Quantitative easing has created a dangerous complacency, in our opinion, not to mention a huge bubble with potential disastrous consequences. That is, a belief in the central banks’ ability to solve all that ails an economy, including fiscal imbalances, excess debt, and falling asset prices. The Germans seem to truly grasp and understand this.
Distorted interest rates
But aren’t U.S. Treasury yields signaling little or no credit risk for the U.S. government?
We have a few observations.
First, the Federal Reserve has totally distorted the price signal of interest rates via QE and has become one, if not, the largest buyer of U.S. government bonds. The Fed is a nonmarket buyer and is not motivated by returns and yield.
Second, we sense that many of the marginal market buyers are cowboys and use long dated Treasury securities as a trading vehicle to game duration and economic cycles, front run the Fed, and as a temporary tail risk safe haven. We doubt many, if any, of these buyers plan to stick around to maturity. Thus, trying to discern any clear signals about longer term credit risk or inflation expectations from current rates is futile.
Global economy and markets in a parallel universe
In addition, we believe the yield on longer dated U.S. treasury securities is the most important price in the world, which all other investment yields are priced and benchmarked. If then the global benchmark is distorted, are not all investment returns distorted?
Quantitative easing, in our opinion, has catapulted financial markets and the global economy into a parallel universe. If aggregate demand, for example, is once again driven by asset price inflation as it was in 1990’s stock market bubble and the 2003-07 housing bubble, is there any hope the private sector will meaningfully expand capacity?
Twice burned by bursting bubbles, corporations and small businesses now see through the veil of demand induced by negative real interest rates and asset price inflation. No wonder they’re hoarding cash and not hiring.
Greek 4.84 percent 10-year yields
Third, Greece 10-year government bonds were yielding 4.84 percent in November 2009. All clear ahead, no credit problems, right?
How the market was so wrong. Less than three years later these bonds were effectively in default and restructured into securities with significant haircuts.

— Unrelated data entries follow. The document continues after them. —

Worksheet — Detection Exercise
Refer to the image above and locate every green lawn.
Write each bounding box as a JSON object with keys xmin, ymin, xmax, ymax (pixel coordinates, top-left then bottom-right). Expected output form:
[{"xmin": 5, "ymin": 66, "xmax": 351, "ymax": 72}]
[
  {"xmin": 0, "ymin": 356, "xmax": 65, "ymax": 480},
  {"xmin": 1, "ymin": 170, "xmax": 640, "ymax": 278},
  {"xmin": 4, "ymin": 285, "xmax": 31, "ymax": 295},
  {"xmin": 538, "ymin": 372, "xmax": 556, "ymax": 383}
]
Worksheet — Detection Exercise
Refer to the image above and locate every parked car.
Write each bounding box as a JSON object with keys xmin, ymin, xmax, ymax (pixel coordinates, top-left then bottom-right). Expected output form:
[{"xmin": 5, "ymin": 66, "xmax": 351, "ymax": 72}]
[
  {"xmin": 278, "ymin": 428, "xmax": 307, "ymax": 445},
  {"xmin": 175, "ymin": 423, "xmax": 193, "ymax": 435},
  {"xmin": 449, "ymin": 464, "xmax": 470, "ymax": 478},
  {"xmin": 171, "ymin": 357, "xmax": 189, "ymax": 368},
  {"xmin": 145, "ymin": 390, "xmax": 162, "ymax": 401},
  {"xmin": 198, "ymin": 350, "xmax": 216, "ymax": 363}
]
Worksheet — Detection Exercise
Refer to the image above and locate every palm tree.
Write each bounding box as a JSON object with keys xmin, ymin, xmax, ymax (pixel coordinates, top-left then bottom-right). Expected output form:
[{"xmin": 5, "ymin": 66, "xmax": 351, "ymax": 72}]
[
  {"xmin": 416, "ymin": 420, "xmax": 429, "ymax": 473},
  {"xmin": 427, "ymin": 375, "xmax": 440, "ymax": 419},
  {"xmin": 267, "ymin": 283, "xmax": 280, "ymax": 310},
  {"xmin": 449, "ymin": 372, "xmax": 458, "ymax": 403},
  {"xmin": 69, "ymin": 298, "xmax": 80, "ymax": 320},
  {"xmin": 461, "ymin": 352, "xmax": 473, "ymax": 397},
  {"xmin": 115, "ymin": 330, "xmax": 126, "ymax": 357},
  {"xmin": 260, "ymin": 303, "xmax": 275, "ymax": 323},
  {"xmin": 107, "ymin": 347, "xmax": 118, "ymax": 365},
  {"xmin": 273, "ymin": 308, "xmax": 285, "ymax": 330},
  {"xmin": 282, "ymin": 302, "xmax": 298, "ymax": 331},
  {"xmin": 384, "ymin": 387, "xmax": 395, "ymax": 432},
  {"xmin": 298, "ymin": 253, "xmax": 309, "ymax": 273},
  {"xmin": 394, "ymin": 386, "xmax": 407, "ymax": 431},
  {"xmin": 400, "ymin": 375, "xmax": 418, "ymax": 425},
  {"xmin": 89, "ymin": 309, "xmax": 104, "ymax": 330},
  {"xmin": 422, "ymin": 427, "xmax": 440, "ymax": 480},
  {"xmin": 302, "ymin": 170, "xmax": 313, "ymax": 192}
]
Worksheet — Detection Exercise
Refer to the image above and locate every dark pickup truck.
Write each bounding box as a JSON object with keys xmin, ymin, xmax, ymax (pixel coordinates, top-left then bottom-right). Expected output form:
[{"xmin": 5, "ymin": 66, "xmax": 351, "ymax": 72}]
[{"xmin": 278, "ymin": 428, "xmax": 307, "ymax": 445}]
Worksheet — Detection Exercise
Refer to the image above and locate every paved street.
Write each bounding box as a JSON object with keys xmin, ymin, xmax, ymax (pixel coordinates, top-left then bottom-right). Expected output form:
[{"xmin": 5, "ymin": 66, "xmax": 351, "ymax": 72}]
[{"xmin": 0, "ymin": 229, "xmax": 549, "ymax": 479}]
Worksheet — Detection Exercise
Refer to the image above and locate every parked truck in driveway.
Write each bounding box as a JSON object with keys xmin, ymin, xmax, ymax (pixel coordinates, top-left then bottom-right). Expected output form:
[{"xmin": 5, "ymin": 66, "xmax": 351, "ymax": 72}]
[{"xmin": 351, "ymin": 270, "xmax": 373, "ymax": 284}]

When it comes to sovereign risk, we heed the words of the great 49er quarterback, Joe Montana, “confidence is a very fragile thing.”
Nobody knows when, what, where and how that tipping point which cause markets to lose confidence in a sovereign borrower is triggered. It may be next week, next decade, or possibly, but not probable, never.

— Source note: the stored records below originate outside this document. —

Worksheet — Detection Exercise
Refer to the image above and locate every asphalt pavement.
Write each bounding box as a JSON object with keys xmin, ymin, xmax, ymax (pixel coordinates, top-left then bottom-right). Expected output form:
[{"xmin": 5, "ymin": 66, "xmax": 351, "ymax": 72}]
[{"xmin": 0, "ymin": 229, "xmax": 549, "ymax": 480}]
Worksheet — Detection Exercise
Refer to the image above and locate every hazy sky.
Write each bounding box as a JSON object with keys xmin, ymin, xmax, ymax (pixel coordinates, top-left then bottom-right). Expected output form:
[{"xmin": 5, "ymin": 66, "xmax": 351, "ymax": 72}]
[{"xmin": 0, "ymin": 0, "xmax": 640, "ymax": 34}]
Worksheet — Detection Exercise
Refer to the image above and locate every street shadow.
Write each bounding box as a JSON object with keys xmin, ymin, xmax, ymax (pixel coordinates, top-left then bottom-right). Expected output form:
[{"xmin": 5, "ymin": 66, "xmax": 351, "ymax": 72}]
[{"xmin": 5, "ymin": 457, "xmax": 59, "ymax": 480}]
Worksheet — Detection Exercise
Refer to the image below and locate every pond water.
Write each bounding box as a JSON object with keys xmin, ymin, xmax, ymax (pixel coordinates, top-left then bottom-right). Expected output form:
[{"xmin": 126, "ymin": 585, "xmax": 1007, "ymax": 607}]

We do know, however, what Hebert Stein stated so eloquently, “if something cannot go on forever, it will stop.”
And, of course, let us not forget the words of the late, great MIT economist, Rudi Dornbush
In economics, things take longer to happen than you think they will, and then they happen faster than you thought they could.
We concede the argument there is no current alternative to the U.S. dollar as a reserve currency. Dangerous justification for complacency, however, Spiegel writes,
Should politicians not agree to a credible plan for reducing US debt, it could ultimately harm the credibility of the dollar as a reserve currency
Greece is the Word
Finally, Spiegel sums up the perspective of foreign investors,
Greece’s economic problems and the resulting austerity packages it has passed have plunged the country into five straight years of recession. Germany, Europe and the world are hoping that the same fate is not in store for the US.
We could be wrong, but really think we’re right. Get it done, Washington!